Врач приезжает только в середине дня. Вначале она слышит гуденье автомобиля, потом голоса, какой-то шум в сенях и кухне, и, наконец, открывается дверь. Входит Мерлашка, следом за ней врач, она словно показывает ему, куда идти, хотя он столько раз бывал у них, что мог бы гулять по дому, закрыв глаза. Он приезжал к Тинче, потом к Мартину, теперь и до нее дошла очередь, он у нее уже третий раз. Старый, но нежеланный гость. Кто хочет, чтобы в дом пришел доктор? Никто.
— Как дела, матушка? — спрашивает врач, положив на стол свою сумку.
— Откуда же я знаю? — отвечает Кнезовка. — Она говорит, что мне хуже, — улыбаясь, кивает она в сторону Мерлашки. — А я не чувствую, что мне хуже. Только вот ноги не хотят меня носить. Когда я сегодня утром встала, передо мной все закачалось, как будто кто выдернул из-под ног пол.

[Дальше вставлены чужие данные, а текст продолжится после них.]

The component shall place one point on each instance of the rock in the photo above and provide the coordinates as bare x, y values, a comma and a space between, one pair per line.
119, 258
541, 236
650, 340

Я так и упала. Потом уж меня Мерлашка подобрала. Наверно, это от лежания, ведь не зря говорят, что кровать больше изнуряет, чем болезнь. — И вопросительно смотрит на врача.

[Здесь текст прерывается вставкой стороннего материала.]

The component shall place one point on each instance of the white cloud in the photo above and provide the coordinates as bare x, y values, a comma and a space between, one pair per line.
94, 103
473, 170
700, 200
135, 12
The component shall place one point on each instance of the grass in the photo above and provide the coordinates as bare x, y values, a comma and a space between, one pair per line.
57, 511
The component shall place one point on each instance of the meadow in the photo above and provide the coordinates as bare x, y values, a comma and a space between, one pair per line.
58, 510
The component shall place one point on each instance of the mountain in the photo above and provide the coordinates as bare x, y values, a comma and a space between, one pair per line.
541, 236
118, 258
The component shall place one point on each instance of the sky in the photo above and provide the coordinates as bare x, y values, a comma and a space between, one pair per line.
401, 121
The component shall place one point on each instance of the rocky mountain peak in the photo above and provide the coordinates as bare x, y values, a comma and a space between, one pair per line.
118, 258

— В какой-то степени виновато и лежание, — подтверждает он. — А в общем, посмотрим.
Он ощупывает запястье, чтобы найти пульс. Потом дает градусник, чтобы она сама поставила под мышку. Пока ждут, когда ртуть в термометре поднимется, молча смотрят по сторонам, врач оглядывает комнату, Мерлашка глядит в окно, скорей всего, на свой дом. Ей хочется что-нибудь сказать, спросить, но она не решается. Из-за градусника под мышкой она даже пошевелиться боится.
Когда врач смотрит на термометр, лоб у него хмурится, похоже, ему что-то не нравится, но он ничего не говорит. Он вынимает из сумки ту странную трубочку, которой Кнезовка так боится еще с прошлого раза. Ей неловко, что он прикасается к ее обнаженной груди, как будто раздел ее догола, так ей кажется. Легкий румянец окрашивает ее щеки. Но она покорно отдаст себя в руки врача и так же стерпела бы, если бы он и в самом деле ее раздел, только потом, наверно, умерла бы от стыда. И что он слышит через эту трубочку? — мелькает у нее мысль. Она дышит так, как велит доктор, глубоко, потом задерживает дыхание и снова глубоко. Когда она втягивает воздух, в груди становится больно.
— Небольшое воспаление легких, — говорит врач, спрятав трубочку в сумку.
— Воспаление легких? — удивляется Мерлашка. — Где это она могла простудиться, если все время в кровати. Топлю я достаточно. И окон никогда не открываю до тех пор, пока, хорошенько не укутаю ее. Ведь правда, мамаша?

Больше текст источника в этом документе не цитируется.